Я оборачиваюсь — мы с Фабио должны ехать к священнику на последнюю встречу. Фабио ждет в машине.

— О чем ты, папа?

Он показывает на стол в гостиной, там горой возвышаются свадебные подарки: коробки с посудой, столовые приборы, хрустальные графины, серебряные подносы, прочая утварь для дома, для проклятой свадьбы…

— Не переживай, все эти кастрюльки можно отправить назад… еще есть время.

Папа преподает в техническом лицее, его руки пахнут стружкой и клеем, а по вечерам он читает Гомера и Йейтса. Он покраснел и смутился. Он считал, что должен поговорить со мной.
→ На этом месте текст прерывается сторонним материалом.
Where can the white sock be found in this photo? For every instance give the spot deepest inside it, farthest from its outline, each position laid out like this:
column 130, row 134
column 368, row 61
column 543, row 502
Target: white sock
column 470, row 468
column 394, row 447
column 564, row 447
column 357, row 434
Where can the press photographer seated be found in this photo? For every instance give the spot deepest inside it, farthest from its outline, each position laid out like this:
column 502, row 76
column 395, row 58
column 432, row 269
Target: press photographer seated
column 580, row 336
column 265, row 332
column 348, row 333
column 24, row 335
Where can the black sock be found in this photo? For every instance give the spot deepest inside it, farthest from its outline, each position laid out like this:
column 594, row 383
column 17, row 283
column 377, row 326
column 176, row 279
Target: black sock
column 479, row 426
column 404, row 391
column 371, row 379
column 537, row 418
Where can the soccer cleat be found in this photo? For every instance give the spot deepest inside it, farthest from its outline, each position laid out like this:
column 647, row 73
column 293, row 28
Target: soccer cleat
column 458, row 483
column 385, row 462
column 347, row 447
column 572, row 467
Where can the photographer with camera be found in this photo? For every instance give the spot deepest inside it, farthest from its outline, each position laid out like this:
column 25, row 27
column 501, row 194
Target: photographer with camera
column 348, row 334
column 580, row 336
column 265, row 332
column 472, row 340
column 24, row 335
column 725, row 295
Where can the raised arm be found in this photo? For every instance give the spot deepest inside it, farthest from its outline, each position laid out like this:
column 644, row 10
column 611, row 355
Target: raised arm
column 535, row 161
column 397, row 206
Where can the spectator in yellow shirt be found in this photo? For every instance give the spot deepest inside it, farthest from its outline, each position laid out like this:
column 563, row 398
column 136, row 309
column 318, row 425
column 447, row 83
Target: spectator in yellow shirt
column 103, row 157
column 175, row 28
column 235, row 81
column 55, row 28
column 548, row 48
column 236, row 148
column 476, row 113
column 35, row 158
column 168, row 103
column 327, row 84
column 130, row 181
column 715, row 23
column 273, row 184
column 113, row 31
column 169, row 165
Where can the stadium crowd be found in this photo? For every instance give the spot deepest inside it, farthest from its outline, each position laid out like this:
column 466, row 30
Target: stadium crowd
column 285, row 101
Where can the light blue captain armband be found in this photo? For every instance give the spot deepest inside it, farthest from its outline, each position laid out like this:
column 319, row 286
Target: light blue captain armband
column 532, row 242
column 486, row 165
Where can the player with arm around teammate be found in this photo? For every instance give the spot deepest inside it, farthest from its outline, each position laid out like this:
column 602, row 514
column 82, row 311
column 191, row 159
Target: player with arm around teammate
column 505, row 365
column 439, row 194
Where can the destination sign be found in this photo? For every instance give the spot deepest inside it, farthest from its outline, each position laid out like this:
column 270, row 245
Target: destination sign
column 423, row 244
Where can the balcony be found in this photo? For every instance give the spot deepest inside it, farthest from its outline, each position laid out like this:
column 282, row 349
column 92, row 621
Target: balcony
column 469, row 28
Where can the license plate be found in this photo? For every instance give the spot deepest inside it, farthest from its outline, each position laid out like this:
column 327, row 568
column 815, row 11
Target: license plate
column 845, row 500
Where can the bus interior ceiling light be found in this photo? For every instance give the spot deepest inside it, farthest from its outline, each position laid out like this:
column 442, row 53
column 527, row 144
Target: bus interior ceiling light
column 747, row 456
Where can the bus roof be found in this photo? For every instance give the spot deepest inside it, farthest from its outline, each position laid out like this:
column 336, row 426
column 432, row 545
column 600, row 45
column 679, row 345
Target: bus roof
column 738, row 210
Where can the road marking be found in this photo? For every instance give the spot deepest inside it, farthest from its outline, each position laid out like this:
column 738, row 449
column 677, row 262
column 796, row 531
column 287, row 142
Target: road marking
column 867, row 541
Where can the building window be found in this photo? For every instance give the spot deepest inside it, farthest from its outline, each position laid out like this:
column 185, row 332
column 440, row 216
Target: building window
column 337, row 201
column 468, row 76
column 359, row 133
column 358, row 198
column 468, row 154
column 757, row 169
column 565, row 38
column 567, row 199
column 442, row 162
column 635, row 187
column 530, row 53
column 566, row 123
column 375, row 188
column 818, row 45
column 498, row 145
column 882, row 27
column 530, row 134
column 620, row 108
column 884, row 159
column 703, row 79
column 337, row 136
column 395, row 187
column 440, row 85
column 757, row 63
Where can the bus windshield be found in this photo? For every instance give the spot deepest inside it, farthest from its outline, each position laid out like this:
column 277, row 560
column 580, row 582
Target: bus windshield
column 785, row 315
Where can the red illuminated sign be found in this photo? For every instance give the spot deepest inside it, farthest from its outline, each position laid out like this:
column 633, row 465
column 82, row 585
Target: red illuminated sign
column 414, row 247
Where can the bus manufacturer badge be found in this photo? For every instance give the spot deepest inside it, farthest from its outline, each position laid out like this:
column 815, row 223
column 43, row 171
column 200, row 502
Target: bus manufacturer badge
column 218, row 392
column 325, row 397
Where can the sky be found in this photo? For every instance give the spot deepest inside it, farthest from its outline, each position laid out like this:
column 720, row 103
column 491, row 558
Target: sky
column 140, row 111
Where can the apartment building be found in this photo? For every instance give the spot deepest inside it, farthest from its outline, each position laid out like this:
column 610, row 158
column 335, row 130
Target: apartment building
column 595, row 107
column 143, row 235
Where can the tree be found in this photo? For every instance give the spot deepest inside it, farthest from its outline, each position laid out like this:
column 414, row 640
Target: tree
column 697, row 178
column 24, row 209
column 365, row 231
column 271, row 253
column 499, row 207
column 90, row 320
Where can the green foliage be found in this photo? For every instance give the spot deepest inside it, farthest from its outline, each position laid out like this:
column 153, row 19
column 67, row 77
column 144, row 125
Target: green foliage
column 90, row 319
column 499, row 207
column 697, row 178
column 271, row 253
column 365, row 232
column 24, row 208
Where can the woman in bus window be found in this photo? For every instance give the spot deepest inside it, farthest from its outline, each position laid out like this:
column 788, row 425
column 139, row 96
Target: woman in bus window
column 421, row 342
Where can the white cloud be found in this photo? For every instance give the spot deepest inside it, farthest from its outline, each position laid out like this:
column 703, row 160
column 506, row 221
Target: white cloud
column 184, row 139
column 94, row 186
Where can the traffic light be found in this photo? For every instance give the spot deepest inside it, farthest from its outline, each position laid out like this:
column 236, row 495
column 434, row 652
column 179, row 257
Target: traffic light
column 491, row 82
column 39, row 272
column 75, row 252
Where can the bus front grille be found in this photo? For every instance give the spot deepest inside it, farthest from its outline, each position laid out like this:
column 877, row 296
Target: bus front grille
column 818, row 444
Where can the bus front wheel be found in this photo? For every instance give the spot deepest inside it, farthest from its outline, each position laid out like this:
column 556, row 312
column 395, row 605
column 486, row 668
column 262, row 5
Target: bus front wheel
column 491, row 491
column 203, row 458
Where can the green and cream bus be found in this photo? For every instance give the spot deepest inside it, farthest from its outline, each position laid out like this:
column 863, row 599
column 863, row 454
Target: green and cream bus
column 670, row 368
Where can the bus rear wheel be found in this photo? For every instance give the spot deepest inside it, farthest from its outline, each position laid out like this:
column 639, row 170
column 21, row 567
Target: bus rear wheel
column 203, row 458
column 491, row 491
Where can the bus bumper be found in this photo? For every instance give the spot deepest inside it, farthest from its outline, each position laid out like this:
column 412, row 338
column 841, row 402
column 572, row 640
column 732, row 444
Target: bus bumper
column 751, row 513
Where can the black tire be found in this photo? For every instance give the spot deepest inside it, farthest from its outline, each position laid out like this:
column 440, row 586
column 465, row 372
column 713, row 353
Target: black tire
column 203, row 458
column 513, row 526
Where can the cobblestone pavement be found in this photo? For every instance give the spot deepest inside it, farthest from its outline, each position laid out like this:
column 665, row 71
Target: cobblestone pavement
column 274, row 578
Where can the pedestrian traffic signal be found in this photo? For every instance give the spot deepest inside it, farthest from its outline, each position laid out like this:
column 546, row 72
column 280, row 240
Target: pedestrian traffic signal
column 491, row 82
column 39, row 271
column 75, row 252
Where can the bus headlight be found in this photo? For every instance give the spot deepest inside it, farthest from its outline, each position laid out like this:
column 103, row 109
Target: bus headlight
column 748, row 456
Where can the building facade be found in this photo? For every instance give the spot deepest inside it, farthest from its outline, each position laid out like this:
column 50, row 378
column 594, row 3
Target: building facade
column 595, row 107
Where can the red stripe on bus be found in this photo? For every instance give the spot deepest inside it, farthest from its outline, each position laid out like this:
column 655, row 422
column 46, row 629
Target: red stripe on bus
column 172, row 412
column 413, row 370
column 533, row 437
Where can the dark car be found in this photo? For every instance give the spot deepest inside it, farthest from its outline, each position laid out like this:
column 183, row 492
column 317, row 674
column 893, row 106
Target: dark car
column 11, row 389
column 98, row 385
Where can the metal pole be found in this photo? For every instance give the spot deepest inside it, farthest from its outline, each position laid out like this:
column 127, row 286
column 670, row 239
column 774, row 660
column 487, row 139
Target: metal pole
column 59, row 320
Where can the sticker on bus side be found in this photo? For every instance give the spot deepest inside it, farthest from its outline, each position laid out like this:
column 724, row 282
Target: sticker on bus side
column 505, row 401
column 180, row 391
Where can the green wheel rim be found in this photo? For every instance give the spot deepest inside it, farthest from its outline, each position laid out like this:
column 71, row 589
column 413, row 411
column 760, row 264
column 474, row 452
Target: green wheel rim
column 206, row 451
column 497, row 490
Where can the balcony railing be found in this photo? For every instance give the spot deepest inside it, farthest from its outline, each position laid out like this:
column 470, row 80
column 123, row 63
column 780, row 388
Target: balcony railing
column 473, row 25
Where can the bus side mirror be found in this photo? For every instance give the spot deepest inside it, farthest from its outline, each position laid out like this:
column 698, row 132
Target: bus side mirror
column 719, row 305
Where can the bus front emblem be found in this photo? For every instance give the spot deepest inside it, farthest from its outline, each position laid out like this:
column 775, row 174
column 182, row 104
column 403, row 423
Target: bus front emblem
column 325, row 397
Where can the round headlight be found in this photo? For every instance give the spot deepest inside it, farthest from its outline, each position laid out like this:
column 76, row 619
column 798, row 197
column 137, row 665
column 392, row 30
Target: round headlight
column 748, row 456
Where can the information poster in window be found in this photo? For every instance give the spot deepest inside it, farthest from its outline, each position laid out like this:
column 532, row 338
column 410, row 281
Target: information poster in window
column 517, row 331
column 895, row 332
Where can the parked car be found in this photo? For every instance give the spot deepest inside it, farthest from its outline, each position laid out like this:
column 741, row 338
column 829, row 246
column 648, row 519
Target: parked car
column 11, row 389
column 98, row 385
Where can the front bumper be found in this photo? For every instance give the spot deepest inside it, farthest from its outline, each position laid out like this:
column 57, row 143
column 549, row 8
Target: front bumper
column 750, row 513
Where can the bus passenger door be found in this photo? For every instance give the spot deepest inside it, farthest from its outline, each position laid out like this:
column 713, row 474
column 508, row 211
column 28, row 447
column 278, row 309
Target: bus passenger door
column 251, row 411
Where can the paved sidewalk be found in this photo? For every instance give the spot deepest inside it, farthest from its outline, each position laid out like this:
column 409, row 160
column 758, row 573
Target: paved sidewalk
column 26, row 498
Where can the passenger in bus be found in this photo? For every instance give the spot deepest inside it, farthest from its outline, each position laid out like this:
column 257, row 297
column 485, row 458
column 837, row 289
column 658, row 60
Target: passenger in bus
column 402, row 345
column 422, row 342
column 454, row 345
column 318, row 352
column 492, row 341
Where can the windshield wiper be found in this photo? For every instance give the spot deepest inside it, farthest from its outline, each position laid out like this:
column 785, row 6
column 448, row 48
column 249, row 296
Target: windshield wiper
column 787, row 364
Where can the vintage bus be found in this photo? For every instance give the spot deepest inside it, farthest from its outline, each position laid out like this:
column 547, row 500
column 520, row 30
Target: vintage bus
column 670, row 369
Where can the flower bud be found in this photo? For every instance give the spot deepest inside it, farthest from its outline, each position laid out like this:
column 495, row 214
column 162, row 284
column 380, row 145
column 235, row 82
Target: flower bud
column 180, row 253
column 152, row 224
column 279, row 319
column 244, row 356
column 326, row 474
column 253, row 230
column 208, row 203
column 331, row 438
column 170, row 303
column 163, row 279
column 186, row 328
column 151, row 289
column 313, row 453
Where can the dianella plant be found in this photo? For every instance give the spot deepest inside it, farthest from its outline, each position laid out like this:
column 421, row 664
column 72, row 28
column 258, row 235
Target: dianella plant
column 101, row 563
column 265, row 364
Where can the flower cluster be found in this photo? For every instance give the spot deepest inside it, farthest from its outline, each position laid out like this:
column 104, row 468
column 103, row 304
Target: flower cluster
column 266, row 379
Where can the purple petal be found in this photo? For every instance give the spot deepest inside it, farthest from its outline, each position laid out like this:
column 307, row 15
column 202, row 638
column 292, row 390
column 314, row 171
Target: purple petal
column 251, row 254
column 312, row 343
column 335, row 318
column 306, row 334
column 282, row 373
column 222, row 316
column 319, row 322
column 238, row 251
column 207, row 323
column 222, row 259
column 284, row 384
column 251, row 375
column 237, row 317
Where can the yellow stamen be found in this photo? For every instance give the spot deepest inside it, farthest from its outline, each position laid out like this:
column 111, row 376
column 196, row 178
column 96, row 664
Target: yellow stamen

Может быть, он это обдумал, а может, и нет. Просто чувствовал, что скоро мы расстанемся, что другого времени спросить не будет, и вот голос прорвался сам, откуда-то изнутри, и так странно прозвучал в этом полутемном коридоре. Мама сидит в своей комнате перед экраном телевизора, тихая, неприметная. Я — такая же, как она, ее копия, только более выразительная, более лицемерная. Я так умею врать, что мою ложь не отличишь от правды.

— Ну что ты, папа! Я всегда об этом мечтала.

— А тот, другой?

На мгновение я вспоминаю Диего и думаю, что он был бы признателен этому честному человеку, который не стал юлить и сказал правду.

Я даже не краснею, рот расползается в кривой улыбке. Я сама отрекаюсь от Диего, не оставляю ему шанса:

— Другого нет, папа, ты ошибаешься.

Он не спорит.

— Ну хорошо, будем громоздить кастрюльки! — ворчит он с улыбкой.

Обычно застенчивый, он рискнул. Бросил мне спасательный круг, а я за него не ухватилась.

Он уходит, опустив плечи. Он верит мне, потому что я — его дочь. Верит, пусть даже не до конца. Он не будет выведывать мои секреты, как никогда не пытался выведать их у мамы. Женщины для него — существа другой породы, пусть, кто может, разбирается в них. Он уважает силу мысли, вот почему всегда целует меня в лоб. Остальное его не касается, — возможно, он о чем-то догадывается и потому боится за меня.

5

Сказать, что я сделаю так, чтобы твои мечты сбылись, было бы неправдой… Но может быть, дорогая, я помогу им воплощаться… (англ.)